Christian giving was a different thing. The ideal recipients of Christian generosity were not one’s fellow citizens, who might be quite well-off, but the poor and marginalized, whether they were citizens of one’s patria or not. The point was still to give money in a way that would glorify the city. But the heavenly city, not the earthly city, was the proper object of glorification. Christian charity, Brown writes, was “a transfer of wealth from this world to the next, summed up in the notion of placing treasure in heaven.”

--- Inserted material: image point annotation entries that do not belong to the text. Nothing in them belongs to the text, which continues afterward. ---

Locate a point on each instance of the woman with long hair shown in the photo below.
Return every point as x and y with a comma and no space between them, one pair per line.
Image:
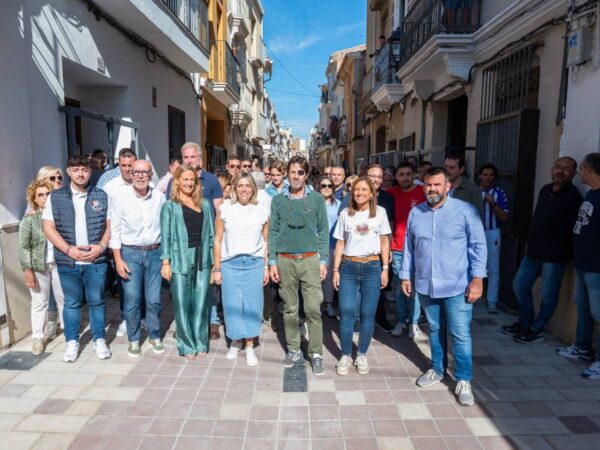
187,235
326,189
240,265
362,254
37,261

Obviously these are generalities; there were pagans who gave to the poor and Christians who tried to beautify Rome. But the change in focus was essential, and dramatic. From a Christian perspective, the things of this world, although important and necessary, can never be the main concern. Friends, family, home, country–of course one loves these things. Only a monster would not. But it is foolish to glorify or invest too much in them, particularly country. “For here we have no lasting city,” the author of Hebrews says, “but we are looking for the city that is to come.”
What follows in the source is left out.